Переживание горя работает как любой цикл. Один этап заканчивается и начинается новый, немного отличающийся от предыдущего, но идущий в том же направлении. Дочь, потерявшая мать, проходит этапы отрицания, гнева, растерянности и перестройки, но эти реакции повторяются, когда очередная задача, связанная с развитием, пробуждает потребность в родителе. Представьте, что у 13-летней девочки от сердечного приступа умирает мама. Испытывая первоначальный шок и оцепенение, она скорбит как может. А спустя пять лет, на выпускном балу, опять с болью ощущает нехватку матери, и процесс переживания горя запускается снова. Еще через несколько лет девочка опять начинает горевать, планируя свадьбу; рожает первого ребенка, узнает о серьезной болезни или достигает возраста, в котором умерла ее мать. На каждом этапе она сталкивается с новыми сложностями, которые заставляют ее тосковать по материнской поддержке, и с осознанием, что мамы больше нет. Прежние чувства утраты и одиночества возвращаются, цикл начинается заново.
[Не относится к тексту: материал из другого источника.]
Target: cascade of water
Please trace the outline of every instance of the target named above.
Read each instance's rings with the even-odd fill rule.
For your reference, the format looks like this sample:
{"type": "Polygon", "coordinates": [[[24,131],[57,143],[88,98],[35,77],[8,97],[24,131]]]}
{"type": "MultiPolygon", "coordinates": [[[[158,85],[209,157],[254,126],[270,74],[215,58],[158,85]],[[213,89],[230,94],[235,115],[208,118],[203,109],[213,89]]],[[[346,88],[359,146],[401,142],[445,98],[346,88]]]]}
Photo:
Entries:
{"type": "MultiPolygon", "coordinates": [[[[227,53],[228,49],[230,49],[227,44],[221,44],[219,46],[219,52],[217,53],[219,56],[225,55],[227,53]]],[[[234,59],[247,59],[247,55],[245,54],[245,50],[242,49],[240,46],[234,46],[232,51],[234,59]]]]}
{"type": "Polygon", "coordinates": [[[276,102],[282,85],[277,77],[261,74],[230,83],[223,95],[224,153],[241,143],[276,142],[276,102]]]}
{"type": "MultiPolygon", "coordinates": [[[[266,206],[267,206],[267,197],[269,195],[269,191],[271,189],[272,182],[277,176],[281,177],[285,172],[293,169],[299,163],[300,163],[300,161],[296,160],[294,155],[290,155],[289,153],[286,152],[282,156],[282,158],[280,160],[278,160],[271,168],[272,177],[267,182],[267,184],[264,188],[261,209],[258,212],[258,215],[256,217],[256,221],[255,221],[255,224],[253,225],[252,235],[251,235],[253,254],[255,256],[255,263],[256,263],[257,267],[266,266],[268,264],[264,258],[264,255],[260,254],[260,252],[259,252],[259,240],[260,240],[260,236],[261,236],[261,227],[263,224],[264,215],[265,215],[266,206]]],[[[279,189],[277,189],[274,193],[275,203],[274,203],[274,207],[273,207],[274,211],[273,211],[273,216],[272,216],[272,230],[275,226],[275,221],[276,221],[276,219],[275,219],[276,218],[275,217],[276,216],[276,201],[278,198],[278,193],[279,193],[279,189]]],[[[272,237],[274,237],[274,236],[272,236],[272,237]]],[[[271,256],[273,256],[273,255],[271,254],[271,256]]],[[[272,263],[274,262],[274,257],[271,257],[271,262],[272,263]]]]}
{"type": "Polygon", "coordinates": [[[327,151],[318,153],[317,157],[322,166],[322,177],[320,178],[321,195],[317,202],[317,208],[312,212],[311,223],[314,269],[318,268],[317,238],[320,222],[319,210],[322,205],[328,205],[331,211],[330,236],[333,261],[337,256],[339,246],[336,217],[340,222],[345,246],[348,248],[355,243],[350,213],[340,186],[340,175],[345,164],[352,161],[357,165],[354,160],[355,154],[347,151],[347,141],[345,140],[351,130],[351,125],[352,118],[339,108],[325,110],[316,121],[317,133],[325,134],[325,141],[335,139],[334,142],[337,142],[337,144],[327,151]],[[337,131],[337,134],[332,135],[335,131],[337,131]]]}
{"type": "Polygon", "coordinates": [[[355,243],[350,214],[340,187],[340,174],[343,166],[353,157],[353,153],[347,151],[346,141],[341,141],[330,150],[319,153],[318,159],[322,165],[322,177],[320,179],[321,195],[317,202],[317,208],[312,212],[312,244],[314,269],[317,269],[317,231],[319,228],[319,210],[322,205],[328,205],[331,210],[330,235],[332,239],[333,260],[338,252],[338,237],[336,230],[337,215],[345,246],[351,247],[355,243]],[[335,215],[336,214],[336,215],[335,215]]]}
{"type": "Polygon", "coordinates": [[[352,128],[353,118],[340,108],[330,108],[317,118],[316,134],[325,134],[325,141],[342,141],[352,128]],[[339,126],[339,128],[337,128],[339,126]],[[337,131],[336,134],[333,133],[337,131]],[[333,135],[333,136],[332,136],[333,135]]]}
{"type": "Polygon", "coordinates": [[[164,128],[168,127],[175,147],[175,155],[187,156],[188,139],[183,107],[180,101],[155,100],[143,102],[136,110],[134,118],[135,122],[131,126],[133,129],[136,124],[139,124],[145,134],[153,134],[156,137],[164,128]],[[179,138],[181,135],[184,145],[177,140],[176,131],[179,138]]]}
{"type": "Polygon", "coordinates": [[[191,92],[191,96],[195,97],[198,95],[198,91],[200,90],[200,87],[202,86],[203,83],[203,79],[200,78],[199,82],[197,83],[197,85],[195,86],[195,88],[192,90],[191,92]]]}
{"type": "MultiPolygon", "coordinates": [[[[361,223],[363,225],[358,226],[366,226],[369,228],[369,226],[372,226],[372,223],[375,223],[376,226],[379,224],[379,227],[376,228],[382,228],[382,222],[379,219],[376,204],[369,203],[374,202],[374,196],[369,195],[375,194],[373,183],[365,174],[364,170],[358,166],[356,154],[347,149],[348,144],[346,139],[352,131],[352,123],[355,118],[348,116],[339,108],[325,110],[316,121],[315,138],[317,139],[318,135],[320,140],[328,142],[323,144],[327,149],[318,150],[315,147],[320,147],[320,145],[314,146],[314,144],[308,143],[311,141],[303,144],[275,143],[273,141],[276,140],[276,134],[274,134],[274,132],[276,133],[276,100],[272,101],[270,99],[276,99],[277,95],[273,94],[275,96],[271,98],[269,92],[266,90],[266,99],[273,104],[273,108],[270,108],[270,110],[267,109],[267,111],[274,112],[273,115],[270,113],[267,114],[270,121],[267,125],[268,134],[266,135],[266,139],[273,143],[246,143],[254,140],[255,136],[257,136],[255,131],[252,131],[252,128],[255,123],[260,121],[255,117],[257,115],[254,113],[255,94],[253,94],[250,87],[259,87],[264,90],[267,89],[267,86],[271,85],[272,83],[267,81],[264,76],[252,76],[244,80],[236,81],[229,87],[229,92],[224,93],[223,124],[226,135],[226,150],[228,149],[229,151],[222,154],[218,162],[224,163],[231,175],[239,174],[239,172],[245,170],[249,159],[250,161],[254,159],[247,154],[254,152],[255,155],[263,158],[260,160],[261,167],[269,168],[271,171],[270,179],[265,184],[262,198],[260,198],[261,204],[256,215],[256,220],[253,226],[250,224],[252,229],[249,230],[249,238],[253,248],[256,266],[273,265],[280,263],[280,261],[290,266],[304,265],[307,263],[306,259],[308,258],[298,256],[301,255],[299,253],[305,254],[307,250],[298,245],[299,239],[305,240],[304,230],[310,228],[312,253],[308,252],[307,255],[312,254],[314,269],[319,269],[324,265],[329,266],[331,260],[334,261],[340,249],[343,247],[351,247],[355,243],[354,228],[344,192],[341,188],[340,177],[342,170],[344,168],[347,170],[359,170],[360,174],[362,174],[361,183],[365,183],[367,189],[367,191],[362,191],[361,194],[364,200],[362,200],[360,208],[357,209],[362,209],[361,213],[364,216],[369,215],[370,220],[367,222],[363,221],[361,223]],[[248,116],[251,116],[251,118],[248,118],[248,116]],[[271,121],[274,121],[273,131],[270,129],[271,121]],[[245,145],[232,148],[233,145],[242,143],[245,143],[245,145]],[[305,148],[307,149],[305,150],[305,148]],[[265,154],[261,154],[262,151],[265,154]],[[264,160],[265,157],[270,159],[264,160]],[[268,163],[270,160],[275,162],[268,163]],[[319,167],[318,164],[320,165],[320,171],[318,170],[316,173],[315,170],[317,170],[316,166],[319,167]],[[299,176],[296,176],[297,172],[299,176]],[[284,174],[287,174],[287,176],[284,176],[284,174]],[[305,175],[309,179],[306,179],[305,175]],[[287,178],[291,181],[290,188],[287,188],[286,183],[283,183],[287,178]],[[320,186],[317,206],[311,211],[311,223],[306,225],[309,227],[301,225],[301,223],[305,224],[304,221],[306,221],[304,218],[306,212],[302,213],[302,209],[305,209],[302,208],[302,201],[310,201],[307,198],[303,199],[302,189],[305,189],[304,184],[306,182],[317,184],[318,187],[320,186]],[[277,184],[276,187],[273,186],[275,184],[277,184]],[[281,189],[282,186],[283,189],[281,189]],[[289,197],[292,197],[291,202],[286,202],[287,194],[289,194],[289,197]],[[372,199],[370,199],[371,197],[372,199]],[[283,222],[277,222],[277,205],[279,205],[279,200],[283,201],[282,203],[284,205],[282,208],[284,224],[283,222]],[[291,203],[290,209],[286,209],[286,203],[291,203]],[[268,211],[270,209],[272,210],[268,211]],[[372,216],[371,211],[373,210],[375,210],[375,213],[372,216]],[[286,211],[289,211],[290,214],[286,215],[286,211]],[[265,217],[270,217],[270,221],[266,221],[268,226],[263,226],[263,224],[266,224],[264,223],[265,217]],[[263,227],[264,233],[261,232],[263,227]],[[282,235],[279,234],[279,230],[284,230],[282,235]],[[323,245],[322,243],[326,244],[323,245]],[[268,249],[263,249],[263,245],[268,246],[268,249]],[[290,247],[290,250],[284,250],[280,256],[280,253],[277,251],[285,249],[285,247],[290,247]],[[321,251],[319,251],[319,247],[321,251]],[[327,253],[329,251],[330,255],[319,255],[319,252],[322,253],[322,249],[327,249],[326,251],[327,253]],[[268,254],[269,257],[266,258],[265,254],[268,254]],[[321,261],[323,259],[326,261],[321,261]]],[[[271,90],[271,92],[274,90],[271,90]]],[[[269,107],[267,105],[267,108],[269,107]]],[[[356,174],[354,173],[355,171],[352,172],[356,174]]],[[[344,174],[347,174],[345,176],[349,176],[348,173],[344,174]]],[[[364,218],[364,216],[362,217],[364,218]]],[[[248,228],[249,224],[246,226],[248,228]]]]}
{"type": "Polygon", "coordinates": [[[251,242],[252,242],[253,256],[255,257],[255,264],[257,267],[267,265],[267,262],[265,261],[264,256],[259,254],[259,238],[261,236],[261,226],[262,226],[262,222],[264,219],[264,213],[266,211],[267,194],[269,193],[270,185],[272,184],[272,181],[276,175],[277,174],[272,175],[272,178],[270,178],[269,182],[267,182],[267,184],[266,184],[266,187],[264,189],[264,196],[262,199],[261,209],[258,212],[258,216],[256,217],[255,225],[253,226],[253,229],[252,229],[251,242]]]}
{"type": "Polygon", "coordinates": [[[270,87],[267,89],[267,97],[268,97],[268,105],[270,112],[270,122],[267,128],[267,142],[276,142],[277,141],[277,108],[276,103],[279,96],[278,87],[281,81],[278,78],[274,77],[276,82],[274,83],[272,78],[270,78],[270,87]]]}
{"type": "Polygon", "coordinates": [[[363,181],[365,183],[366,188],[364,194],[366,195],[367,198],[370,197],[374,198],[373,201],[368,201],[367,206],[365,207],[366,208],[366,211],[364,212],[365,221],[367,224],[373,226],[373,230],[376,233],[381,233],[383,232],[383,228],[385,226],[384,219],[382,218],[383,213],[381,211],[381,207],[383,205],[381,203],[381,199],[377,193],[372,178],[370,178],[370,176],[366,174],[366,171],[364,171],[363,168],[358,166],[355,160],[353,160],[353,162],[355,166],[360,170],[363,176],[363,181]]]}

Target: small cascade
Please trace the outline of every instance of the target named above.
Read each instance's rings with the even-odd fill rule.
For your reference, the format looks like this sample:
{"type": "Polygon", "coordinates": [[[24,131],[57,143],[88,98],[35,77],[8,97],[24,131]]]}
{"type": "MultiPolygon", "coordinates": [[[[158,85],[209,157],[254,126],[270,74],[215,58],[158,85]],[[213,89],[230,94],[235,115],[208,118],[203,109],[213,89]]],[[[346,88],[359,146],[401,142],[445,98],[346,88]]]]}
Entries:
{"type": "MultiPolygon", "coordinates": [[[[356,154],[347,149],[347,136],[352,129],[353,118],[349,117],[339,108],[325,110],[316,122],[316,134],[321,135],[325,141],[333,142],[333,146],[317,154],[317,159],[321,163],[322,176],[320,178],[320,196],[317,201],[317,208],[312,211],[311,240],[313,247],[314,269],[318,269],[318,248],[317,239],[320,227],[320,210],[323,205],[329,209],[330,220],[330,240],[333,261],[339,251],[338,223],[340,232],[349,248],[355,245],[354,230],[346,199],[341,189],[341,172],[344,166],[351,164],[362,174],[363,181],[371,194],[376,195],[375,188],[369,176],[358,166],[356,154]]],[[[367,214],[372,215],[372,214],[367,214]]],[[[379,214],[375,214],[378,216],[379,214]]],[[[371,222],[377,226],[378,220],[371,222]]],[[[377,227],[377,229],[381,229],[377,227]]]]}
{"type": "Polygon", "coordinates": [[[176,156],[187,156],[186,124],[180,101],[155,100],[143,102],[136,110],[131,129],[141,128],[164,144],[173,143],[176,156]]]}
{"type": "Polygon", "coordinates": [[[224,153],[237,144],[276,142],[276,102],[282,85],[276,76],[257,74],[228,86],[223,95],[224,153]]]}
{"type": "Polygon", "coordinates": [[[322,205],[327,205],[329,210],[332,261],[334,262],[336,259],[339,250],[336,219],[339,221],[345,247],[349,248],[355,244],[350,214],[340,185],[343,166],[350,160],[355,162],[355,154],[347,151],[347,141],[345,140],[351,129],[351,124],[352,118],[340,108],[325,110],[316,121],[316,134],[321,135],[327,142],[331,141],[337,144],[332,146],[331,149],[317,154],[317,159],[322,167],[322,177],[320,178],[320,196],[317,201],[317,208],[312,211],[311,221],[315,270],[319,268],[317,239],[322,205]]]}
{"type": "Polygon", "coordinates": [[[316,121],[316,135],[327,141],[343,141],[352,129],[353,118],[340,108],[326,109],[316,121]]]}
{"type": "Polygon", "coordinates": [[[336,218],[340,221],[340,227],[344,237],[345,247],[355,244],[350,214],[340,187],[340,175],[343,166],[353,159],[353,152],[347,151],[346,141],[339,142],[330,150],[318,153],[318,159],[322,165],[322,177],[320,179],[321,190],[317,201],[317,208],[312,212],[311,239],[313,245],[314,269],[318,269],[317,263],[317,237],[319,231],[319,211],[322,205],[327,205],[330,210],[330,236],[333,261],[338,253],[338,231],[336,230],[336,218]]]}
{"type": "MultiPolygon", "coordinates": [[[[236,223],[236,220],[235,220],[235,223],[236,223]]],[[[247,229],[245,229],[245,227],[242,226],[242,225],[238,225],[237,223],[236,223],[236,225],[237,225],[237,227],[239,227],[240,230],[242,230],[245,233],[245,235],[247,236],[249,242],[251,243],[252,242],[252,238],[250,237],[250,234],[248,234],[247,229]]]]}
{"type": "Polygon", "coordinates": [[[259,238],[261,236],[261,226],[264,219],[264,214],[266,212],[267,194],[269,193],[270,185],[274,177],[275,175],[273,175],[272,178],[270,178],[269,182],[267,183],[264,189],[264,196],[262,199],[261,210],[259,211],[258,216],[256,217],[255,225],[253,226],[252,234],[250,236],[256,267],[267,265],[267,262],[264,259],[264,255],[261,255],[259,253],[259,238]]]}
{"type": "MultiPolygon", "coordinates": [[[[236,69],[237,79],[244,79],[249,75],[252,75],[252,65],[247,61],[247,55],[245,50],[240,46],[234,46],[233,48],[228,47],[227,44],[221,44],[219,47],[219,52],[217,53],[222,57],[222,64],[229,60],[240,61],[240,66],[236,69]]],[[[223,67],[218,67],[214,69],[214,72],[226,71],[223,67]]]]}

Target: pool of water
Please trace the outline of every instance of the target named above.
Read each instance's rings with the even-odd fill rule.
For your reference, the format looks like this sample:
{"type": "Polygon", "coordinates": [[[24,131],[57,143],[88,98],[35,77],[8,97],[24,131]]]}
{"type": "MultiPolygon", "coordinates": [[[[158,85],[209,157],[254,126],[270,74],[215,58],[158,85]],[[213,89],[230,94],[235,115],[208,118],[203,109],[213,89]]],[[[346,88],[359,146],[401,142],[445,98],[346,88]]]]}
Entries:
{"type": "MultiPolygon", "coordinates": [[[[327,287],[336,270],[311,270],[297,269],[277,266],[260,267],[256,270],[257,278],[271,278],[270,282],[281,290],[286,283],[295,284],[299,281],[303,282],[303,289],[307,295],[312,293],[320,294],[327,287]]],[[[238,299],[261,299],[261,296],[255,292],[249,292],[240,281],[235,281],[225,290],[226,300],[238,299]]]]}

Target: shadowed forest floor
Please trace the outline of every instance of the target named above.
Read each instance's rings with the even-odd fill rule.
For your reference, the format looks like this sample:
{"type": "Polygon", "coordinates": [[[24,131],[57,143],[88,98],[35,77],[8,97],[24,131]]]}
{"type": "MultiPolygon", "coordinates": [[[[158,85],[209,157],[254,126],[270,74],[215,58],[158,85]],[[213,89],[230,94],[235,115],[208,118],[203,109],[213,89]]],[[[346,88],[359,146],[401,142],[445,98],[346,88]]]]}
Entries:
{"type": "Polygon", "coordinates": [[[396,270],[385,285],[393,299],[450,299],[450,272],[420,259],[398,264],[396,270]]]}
Как я узнала, семь лет – не такой большой срок. Я получила множество писем от женщин, которые поставили свое горе на паузу на 20, 30 лет и даже больше. «Некоторые люди осознают последствия утраты, прожив половину жизни, – поясняет израильский психолог Теймар Гранот, автор книги “Без тебя” (Without You). – Иногда запоздалое осознание возникает из-за перемен в жизни, особенно при наступлении кризиса среднего возраста». По мнению Гранот, женщина может неожиданно осознать связь между своим поведением и детской травмой из-за неуверенности в карьерном выборе, сложностей в отношениях или проблем с собственными детьми.
Наше общество крайне нетерпеливо, мы привыкли быстро удовлетворять свои потребности. Но процесс переживания горя занимает время. Элизабет Кюблер-Росс выделила пять этапов переживания горя, ставшие популярной моделью в 1980-х – 1990-х годах. Они предназначались для смертельно больных пациентов, которые ждали новостей о печальном диагнозе, а не для членов семьи, которых они оставят (на одном сайте, посвященном психологии, эта модель была переименована в «Пять этапов принятия катастрофических новостей». Психологи осуждают ее как модель переживания горя, считая, что она принесла скорбящим скорее вред, чем пользу). Мне больше нравится теория четырех задач по переживанию горя Дж. Уильяма Уордена: принять утрату (задача № 1), осмыслить реальность утраты (задача № 2), привыкнуть к новой жизни (задача № 3) и переселить в эмоциональном плане умершего человека (задача № 4). Но, по правде говоря, я считаю, что процесс переживания горя состоит лишь из двух этапов, и только они имеют значение для большинства скорбящих: на первом вам очень плохо, на втором становится лучше. Переход от первого этапа ко второму – процесс неизбежно медленный, нестабильный и эмоциональный, и у обоих этапов нет жестких правил.
Многие думают, что переживание горя пройдет быстро и предсказуемо. Это приводит к тому, что процесс кажется болезнью, требующей лечения. Мы начинаем относиться к горю так, словно можем и обязаны его «вылечить». В результате нормальная реакция выглядит симптомом серьезного заболевания. Представьте женщину, которая плачет каждое Рождество, думая о матери. Она не может отпустить прошлое или продолжает скучать по материнскому теплу во время праздников? Сколько ваших друзей и коллег думали, что переживание горя ограничится волшебными шестью месяцами или годом? Кто из нас ждал этого от себя? Эта идея часто прослеживалась в словах других людей, но лето, в которое моей матери не стало, перетекло в осень, потом – в зиму. Я начала критиковать себя: Прошло уже полгода. Возвращайся к нормальной жизни. Смирись с произошедшим.
Я пыталась. Действительно пыталась. Но невозможно отменить 15–20 лет жизни с мамой за несколько месяцев. Чтобы появиться на свет, нужно девять месяцев. Кто сказал, что мы отпустим кого-то быстрее?